Open In Colab

Hyper-parameter cross-validation

In this tutorial we demonstrate basic usage of harmonic, using emcee as the sampler.

The tutorial is very similar to the basic usage tutorial but here we use harmonic’s cross-validation functionality to select the hyper-parameters of the machine learning model used.

Import packages

To begin with we need to import packages needed.

[1]:
import numpy as np
import emcee
import matplotlib.pyplot as plt
from functools import partial
import sys
sys.path.insert(0, '../../..')
import harmonic as hm
sys.path.append("../../../examples")
import utils

Define Bayesian posterior function

Now we will need to define the log-posterior function of interest.

As a working example for this tutorial we consider a likelihood given by the Rosenbrock function

\[f(x) = \sum_{i=1}^{d-1} \bigg [ b(x_{i+1} - x_{i}^2)^2 + (x_i - a)^2 \bigg ]\]

where \(d\) is the dimension of the function and the input domain is usually taken to be \(x_i \in [-5.0, 10.0], \: \; \forall i = 1, \dots, d\).
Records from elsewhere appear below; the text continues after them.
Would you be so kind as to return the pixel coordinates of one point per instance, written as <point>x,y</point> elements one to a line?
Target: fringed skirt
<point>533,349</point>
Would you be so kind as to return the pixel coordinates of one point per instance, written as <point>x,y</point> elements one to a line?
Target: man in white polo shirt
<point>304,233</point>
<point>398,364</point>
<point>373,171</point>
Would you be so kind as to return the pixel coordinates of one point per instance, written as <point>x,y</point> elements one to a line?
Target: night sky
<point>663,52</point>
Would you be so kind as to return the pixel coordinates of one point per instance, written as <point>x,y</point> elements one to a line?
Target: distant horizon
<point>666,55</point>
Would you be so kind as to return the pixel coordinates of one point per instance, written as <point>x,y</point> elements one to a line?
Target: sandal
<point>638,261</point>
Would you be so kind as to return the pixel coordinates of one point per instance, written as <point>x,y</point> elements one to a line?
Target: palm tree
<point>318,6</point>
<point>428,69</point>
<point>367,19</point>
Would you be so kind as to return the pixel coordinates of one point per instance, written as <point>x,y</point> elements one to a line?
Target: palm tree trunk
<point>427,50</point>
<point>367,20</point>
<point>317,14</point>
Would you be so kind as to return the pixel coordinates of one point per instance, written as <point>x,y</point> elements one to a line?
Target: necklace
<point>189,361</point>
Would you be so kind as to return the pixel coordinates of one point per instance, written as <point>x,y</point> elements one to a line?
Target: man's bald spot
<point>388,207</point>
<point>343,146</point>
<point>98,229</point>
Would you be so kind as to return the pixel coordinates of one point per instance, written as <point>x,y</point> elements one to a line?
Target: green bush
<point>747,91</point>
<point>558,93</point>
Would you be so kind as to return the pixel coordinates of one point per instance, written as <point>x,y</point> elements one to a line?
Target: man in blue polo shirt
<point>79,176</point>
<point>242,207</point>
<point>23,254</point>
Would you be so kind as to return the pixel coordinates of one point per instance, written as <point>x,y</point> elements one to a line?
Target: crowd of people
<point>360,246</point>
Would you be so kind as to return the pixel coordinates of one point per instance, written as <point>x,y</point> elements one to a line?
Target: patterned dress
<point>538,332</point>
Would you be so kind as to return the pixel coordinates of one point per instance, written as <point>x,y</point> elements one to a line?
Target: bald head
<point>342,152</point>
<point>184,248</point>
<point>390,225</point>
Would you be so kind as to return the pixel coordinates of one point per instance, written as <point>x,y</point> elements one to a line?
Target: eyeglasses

The Rosenbrock function is a common benchmark example since it is known to be a difficult project due to the shallow curving degenercy. The likelihood is then implemented as follows. For the hyper-parameters we adopt the common values \(a=1.0\) and \(b=100.0\).

[2]:
def ln_likelihood(x, a=1.0, b=100.0):
    """Compute log_e of likelihood defined by Rosenbrock function.

    Args:

        x: Position at which to evaluate likelihood.

        a: First parameter of Rosenbrock function.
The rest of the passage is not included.